En mi casa tampoco eran muy heavys, de todas maneras. Así que cuando el rock and roll volvió a llegar a mi (y le costó, porque le cerraron las radios y las teles y los escaparates bonitos de las tiendas), las melenas me ponían inconscientemente pero empecé por lo facilito. Quiero decir, de poco ruido a más ruido, del amor y las metáforas a la reivindicación social. Hice todo el camino, de una punta a la otra (y los que aún le quedan por brindarme a este tipo de música, lo sé), y me encontré pensando de "esos tíos ruidosos que no paran de cagarse en la hostia todo el rato" (esta vez sí, los punkis), que la verdad es que si los escuchabas iban llevando bastante razón.
Supongo que sabéis que a mucha gente le gusta y escucha rock and roll en todas sus vertientes. ¿No os habéis preguntado por qué, entonces, este tipo de música y la gente que la hace no está más presente en los medios de comunicación y en la vida social, al igual que quienes se mueven en el mundo del hip-hop, por ejemplo? Preguntárselo y responderse es uno: los dueños de los medios de comunicación no los quieren ahí. ¿Y por qué? Esta pregunta parece más difícil de contestar. Para ello, recurriré a este artículo sobre los grupos censurados en España en 2013. En él, explican que algunos de los motivos que se dieron este año para no dejar tocar a los grupos (en este caso los dieron políticos, pero ya sabemos que los intereses son los mismos) son, por ejemplo, "evocación de una práctica sexual" (Vucaque) o "transmitir mensajes contrarios a la Constitución" (S.A., Fermín Muguruza), como si tuviéramos 15 años o no fueran ellos los primeros en estarse pasando la Constitución por el arco del triunfo.
Mientras invisibilizan al máximo lo que no les interesa, los dueños de los grandes medios de comunicación (incluidos los gobiernos y en la práctica sus políticos), generan desde sus posiciones privilegiadas una imagen de la sociedad a medio camino entre DisneyWorld y un film de terror. Uno, para tener suerte, debe mantenerse en el lado Disney, por supuesto. Así, debemos intentar ser bellos, parecer (al menos) jóvenes, tener un trabajo a jornada completa y bien remunerado, hacer deporte, viajar por el mundo, ser moderados, tener buen aspecto, estar a la última en tecnología, etc, etc, etc. La bonita sociedad del bienestar en la que ya no vivimos nos ha asegurado un sofá rosado y una telenovela con palomitas. Navidades mágicas. Y qué coño, personas guapas. Por otro lado, todos sabemos de los grandes peligros que nos acechan y de los que constantemente somos prevenidos a través de los medios: robos, violaciones, asesinatos, paro, terrorismo...

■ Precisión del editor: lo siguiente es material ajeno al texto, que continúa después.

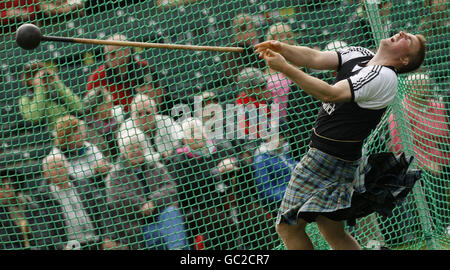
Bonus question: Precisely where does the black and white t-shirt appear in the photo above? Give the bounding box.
[311,47,398,160]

El sistema de vida capitalista ha acabado con las antiguas comunidades en las que como parece, la vida se vivía de forma más común. Hoy en día se nos insta desde instituciones y puestos de trabajo a la carrera en solitario y al sálvese quien pueda bajo sus pautas. Nuestras vidas se pueblan de enemigos: el extranjero, el pobre, el diferente... y el igual que podría ocupar nuestro puesto bajo su sigilosa máscara amable (o no). Vuelvo ahora al tema de mis adorados melenudos, porque si lo he elegido para abrir este artículo es precisamente para explicar que comprendo bien que todos tenemos prejuicios. A mí me gusta una cosa y me desagrada otra, muchas veces, basándome solo en experiencias anteriores y encima en su mayor parte inconscientes. Incluso, he admitido que me costó llegar al punk.